The newspaper has gained attention since Art won the Pulitzer in 2017. He has written op-eds for the Washington Post, New York Times and the Guardian, becoming an influential figure well beyond his hometown of 11,000 people.
“I knew Art was a great character and as Beth and I continued to work on it, it just became this ensemble piece with the whole Cullen family and their newspaper,” Risius says.
An operation with meager profits during good times, the paper nearly shut down during the pandemic.
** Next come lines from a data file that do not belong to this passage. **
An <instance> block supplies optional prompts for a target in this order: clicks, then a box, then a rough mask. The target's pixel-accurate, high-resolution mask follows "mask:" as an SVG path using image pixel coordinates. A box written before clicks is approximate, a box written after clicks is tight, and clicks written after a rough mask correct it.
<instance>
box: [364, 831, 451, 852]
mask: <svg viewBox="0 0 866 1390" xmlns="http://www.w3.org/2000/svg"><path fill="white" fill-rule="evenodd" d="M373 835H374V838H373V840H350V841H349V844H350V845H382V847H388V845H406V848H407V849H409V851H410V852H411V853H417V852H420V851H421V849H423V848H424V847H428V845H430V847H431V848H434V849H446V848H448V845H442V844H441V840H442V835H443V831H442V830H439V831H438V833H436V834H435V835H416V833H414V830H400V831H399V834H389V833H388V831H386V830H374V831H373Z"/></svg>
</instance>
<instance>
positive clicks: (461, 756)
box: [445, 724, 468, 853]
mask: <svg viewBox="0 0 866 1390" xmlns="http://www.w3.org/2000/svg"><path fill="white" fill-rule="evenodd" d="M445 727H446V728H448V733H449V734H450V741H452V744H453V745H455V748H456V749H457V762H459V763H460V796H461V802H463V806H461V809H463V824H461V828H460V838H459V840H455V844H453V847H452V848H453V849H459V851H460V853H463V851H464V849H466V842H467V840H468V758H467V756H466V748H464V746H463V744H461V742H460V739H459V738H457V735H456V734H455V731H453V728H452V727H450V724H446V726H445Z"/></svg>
It was first rescued by Paycheck Protection Program loans, then funds raised through a new nonprofit, the Western Iowa Journalism Foundation.
“Is our community strong enough to support high quality local journalism?” Cullen says. “Every community should be, but the question is, ‘Are we?’”
Since this spring, the film has played festivals and small screenings that were accompanied by panel discussions about news.
“What was a little unexpected was the degree to which organizations are seeing the promise of the film as a tool to spark conversations,” Levison says. “We have national partners, we have more partners who want to come on board and we’re getting daily emails from journalism programs nationwide.”
While local news navigates its challenges, interest in the film and its themes brings a dash of hope to the journalism landscape, Levison says.
“It’s getting people to think about their relationship to local news, why they should invest in it, why they should help support it,” she says. “Any time there’s something that encourages people to do something that’s good for our country, that’s a good thing.”